Modern design may have been underappreciated by the public, but was considered the only acceptable form of design by academic and architectural communities by the middle of last century, Hicks Stone said.

“They were trying to expunge the legacy of historicism,” he explained. “They fought it and thought they won in the 1930s.”

But by the 1950s, Stone began to separate himself from his contemporaries, gravitating more toward a hybrid of modern and classical design. When he designed the U.S. Embassy in New Delhi, completed in 1954, he stuck to modern design, but included some “historical references,” such as arches or arcades, Hicks Stone said.

This hybrid design became his calling card but angered proponents of modern design.
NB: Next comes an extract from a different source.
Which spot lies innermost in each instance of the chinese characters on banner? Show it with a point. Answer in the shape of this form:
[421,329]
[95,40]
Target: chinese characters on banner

He became disliked within the academic and architectural communities, but more commercially successful. He even appeared on the cover of Time Magazine in 1958.

“My dad was famous for his charm,” Hicks Stone said. “And his accessibility.”

By the late 1960s, Stone was one of the top architects in the nation. Though he hadn’t done any prior Capitol buildings, Stone was selected to design the Florida Capitol.

While many Floridians now say they are disappointed Florida’s Capitol is modern and not a more traditional design, Hicks Stone said the building is merely a product of its time. “If it was the year 1980, you would have gotten a very sensitive re-creation of the existing Capitol building, but at the time (1970) people weren’t working in that kind of fashion. In fact, Dad’s settled use of historical elements was considered heretical.”